戦後の軍国主義排除、その後の左翼思想全盛の風潮の中で、戦前あれだけもてはやされ崇められた偉い軍人達の評価は地に落ちた。というより、無視するようになった。若い頃勤務していた伝統校でのこと。用事で倉庫部屋に入ったら、巨大な東郷平八郎の扁額が飾ってあった。おそらく戦前は麗々しく講堂に掲げられていたのだろう。しかし、今や捨てるに捨てられず人目につかない場所に放置されたまま。日本海海戦の英雄でさえこうした扱いである。それに、正直に言えば、恐ろしく下手糞で人前に出すような字ではなかった。

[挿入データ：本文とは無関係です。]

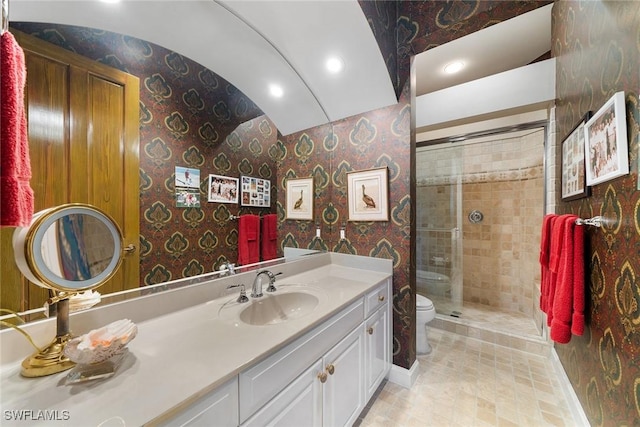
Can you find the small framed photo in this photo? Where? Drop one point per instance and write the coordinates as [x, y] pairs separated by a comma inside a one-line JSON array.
[[300, 198], [606, 152], [187, 177], [368, 195], [255, 192], [574, 183], [223, 189]]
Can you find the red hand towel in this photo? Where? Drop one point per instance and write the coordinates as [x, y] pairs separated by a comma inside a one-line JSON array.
[[563, 298], [248, 239], [545, 249], [269, 237], [577, 321], [16, 196], [557, 236]]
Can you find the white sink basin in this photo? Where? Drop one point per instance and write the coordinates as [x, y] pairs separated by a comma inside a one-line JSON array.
[[278, 308], [290, 301]]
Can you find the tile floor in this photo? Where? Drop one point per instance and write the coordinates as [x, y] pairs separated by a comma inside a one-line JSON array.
[[467, 382]]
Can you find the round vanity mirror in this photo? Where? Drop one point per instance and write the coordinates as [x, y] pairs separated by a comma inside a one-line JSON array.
[[69, 248]]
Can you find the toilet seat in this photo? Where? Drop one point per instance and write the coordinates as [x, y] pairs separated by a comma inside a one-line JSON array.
[[423, 303]]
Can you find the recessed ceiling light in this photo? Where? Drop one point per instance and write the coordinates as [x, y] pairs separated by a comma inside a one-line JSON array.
[[453, 67], [276, 91], [334, 64]]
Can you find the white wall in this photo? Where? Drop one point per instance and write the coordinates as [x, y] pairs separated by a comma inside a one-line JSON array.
[[510, 90]]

今回思ったのは、こうした軍人情報空白状態の現代人に、ベストセラー小説、大作映画、お金のかかったNHKスペシャルドラマと、ネタは司馬一つながら、こうも「愚将」解釈の情報が続くと、これが彼のイメージとなり、人物評価として定着していくやもしれないということ。情けなさを印象づける、友人児玉の助力でようやっと勝ったというストーリーの根幹自体、司馬の創作・誇張の可能性もあるという。たかが小説家の解釈では済まされぬ、なかなか怖いものがあるというのが今回の一番の感想である。 我が家のルーツは長州。私も乃木神社や生誕地近辺を散策したことがある。父にいたっては、彼の地に長期滞在したことさえあり、なんといっても戦前教育を受けているので、乃木大将は疑いを入れない大偉人だったろう。司馬の愛読者で「坂の上の雲」を何度も読み返してもいた彼は、どういう気持ちでこの部分を読んでいたのだろう。 最後に、で、アンタ自身の評価はどうなんだという声が聞こえてきそうだ。今回、ちらっと調べただけでの妄断としては、まさに立派な部分と駄目な部分が同居する、変な言い回しだが「毀誉褒貶相半ばするに足る」人物という印象であった。